AI/TLDR

What Is the KV Cache? Why Long Chats Eat Memory

Understand the cache that makes token generation fast — and why it's the real reason long contexts cost GPU memory and money.

ADVANCED10 MIN READUPDATED 2026-06-11

In plain English

An LLM writes its answer one token at a time. To pick each new token, it has to look back at everything written so far — your prompt, the chat history, its own half-finished answer. That looking-back is the attention mechanism, and it involves real math for every previous token.

Here's the catch: most of that math is identical every single step. Token #500 doesn't change just because the model is now writing token #501. Imagine a meeting where, before anyone could say a new sentence, the minute-taker had to re-interview every person who had already spoken. Insane. The sane version: take notes the first time someone speaks, then just read the notes.

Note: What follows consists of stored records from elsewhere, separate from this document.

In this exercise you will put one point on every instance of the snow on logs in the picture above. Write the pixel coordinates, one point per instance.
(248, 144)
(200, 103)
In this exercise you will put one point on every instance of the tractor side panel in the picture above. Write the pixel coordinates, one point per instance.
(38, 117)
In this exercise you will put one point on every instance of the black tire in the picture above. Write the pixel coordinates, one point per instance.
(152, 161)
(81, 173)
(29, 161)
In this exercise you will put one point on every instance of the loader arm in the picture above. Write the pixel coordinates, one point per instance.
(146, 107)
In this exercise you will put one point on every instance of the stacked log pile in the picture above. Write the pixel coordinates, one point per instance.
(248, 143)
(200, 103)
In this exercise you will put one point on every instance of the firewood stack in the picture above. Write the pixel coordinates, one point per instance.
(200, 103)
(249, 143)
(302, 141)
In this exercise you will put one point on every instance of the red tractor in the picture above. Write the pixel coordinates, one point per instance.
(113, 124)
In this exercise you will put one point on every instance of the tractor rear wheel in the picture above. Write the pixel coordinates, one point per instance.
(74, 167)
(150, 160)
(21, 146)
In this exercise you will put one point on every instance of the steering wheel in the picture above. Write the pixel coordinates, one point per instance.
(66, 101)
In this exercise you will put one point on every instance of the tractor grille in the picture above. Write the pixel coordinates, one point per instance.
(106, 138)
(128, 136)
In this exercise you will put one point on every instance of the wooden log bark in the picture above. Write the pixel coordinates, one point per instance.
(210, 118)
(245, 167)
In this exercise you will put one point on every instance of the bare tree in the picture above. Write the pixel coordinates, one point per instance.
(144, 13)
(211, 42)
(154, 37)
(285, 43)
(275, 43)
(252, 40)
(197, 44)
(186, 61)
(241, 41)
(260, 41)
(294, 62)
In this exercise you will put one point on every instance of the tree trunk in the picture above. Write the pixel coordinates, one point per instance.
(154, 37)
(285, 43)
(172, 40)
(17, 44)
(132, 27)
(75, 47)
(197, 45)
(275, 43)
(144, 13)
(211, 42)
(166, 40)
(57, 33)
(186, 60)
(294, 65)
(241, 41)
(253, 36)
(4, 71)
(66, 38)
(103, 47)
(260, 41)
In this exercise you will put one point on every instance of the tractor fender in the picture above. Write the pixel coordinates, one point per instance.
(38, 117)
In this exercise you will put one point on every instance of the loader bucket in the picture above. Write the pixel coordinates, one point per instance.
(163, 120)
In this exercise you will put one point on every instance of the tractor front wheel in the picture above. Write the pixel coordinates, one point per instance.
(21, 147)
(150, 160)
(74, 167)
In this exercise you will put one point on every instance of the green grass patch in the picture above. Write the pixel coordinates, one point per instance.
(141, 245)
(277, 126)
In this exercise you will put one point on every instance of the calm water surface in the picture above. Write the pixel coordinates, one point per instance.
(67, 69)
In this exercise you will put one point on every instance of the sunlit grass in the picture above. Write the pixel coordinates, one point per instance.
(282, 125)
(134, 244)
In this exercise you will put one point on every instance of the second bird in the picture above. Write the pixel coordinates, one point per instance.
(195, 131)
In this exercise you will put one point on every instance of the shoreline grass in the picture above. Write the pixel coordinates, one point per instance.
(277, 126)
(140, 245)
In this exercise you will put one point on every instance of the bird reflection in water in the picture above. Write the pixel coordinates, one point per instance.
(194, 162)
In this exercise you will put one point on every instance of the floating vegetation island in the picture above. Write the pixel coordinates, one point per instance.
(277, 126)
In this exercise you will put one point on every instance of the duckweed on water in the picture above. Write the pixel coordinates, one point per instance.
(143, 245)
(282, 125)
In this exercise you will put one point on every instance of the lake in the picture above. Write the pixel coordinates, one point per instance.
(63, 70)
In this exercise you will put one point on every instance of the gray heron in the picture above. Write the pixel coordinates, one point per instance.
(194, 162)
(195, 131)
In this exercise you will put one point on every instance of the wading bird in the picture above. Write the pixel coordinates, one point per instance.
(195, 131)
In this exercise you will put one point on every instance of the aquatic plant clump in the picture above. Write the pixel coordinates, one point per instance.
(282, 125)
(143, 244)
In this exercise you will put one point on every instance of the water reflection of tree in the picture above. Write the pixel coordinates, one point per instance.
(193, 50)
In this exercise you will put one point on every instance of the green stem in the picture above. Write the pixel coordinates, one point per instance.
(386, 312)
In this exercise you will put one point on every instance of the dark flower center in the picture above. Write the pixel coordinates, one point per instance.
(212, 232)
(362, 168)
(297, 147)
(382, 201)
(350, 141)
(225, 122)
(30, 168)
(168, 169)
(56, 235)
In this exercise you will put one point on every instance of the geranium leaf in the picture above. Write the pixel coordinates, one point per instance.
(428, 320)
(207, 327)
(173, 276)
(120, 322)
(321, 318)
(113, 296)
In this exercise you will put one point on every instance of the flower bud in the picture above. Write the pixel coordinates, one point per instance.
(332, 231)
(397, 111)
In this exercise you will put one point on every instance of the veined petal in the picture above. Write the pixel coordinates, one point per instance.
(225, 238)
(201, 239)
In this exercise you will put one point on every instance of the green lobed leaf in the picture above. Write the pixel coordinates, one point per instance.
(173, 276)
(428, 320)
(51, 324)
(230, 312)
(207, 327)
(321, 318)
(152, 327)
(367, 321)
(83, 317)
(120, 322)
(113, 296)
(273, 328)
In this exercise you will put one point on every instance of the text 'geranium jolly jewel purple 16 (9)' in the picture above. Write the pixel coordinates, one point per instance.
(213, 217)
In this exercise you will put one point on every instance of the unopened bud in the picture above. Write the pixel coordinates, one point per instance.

The KV cache is those notes. When a transformer processes a token, it produces two vectors for it at every layer: a key (roughly: a label describing what this token is about, used for matching) and a value (the actual information the token contributes). Once computed, these never change for that position. So the model stores them in GPU memory and reuses them for every future token instead of recomputing them.

That's the whole idea. It's not exotic — it's a plain lookup table of keys and values, growing by one entry per token. But it is single-handedly responsible for LLMs being fast enough to use, and for long conversations being expensive enough to hurt.

Why it matters

Without the cache, generation would be unusably slow. Consider a chat that's 10,000 tokens deep. To produce token #10,001, the model would have to re-run the attention math for all 10,000 previous tokens, at every layer — and then do it again for token #10,002, and again for #10,003. The work per token grows with the conversation, and the total work explodes. With the cache, each new token only pays for itself: one fresh computation, plus cheap lookups into stored keys and values.

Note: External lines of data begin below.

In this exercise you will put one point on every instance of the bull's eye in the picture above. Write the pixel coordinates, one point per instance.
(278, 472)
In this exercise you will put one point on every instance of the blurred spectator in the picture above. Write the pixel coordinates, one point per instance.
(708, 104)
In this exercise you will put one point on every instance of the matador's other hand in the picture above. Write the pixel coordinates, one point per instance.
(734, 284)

But the cache trades compute for memory, and that trade is the hidden economics of modern LLMs. It explains a surprising number of things you've probably noticed:

  • Long chats slow down and cost more. Every decode step still has to read the entire cache, so a 100k-token conversation generates tokens noticeably slower than a fresh one.
  • Local models run out of VRAM at long contexts. The weights fit fine — it's the growing cache that triggers the out-of-memory error.
  • API providers sell prompt caching. Reusing a stored cache for a repeated prompt prefix is dramatically cheaper than recomputing it, and providers pass some of that saving on.
  • Big context windows are an infrastructure feat, not just a config change. Advertising a million-token window means provisioning the memory to hold a million tokens' worth of keys and values per request.

The KV cache didn't replace an older technique — transformer decoders have used it from the start. What changed is its importance. When context windows were 2,048 tokens, the cache was a rounding error next to the model weights. Now that windows stretch into the hundreds of thousands of tokens, the cache is often the biggest thing in GPU memory, and most of the cleverness in modern inference engines is about taming it.

How it works

Quick recap of how attention works: for each token, each attention head computes a query (what am I looking for?), a key (what do I offer?), and a value (what do I actually contribute?). A new token's query is compared against every previous token's key; the match scores decide how much of each previous token's value gets blended into the new token's representation.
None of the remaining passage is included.